Spanish breed of dog

The Ca Mè Mallorquí is a Spanish breed of pointing dog originating in the Mediterranean island of Mallorca, in the Balearic Islands. It was traditionally used as a pointing dog in hunting. It was officially recognised by the national government of Spain in 2004, but is not recognised by either the Fédération Cynologique Internationale or the Real Sociedad Canina de España.

== History ==

The Ca Mè Mallorquí is native to the island of Mallorca in the Balearic Islands, and is one of several very similar breeds of pointing dog native to Spain, including the Pachón Navarro and the Perdiguero de Burgos. The breed was much used by Majorcan hunters throughout the eighteenth, nineteenth and early twentieth centuries and, as a result of the writings of a number of visiting sportsmen, also gained some degree of international reputation during that period. Though predominantly found on Majorca, it was also common on the island of Menorca in the nineteenth and twentieth centuries.

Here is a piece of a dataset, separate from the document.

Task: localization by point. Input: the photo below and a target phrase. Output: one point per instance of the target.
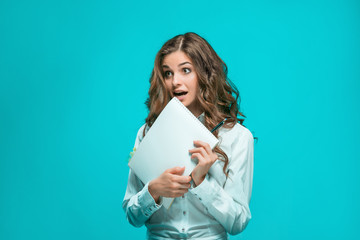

Breed numbers declined throughout the twentieth century due to the increased use of imported pointing breeds such as the English Pointer and German Shorthaired Pointer, and by the end of the century the Ca Mè was almost extinct.

A breed club, the Club del Ca Mè Mallorquí, was formed in 1995, and in 2002 was recognised by the department of agriculture and fisheries of the Government of the Balearic Islands, which also published the breed standard and established a stud-book for the Ca Mè.

The Ca Mè was officially recognised by the Ministerio de Agricultura, Pesca y Alimentación, the Spanish ministry of agriculture, in 2004; together with the Alano Español, the Pastor Garafiano, the Ratonero Mallorquín and the Ratonero Valenciano, it was added to the list of indigenous Spanish breeds of dog.

In 2019 the breed was estimated to number several hundred, not all of which were registered in the stud-book.

== Characteristics ==

The Ca Mè Mallorquí is of medium size. Dogs usually stand between 50 and 60 cm at the withers, and weigh between 18 and 23 kg; bitches are slightly smaller, typically some 5 cm less in height and 3 kg less in weight. The legs are long and well-muscled, the chest is wide and deep, and the tail and neck are relatively short. The muzzle is straight, with fine dewlaps; the ears are set high, are rounded and of medium size, and hang close to the head.

The coat is dense, short and smooth. It may be any of a wide variety of colours including: solid black or brown; bi-coloured black-and-white, brown-and-white, orange-and-white or lemon-and-white, with mottling or ticking; or tri-coloured.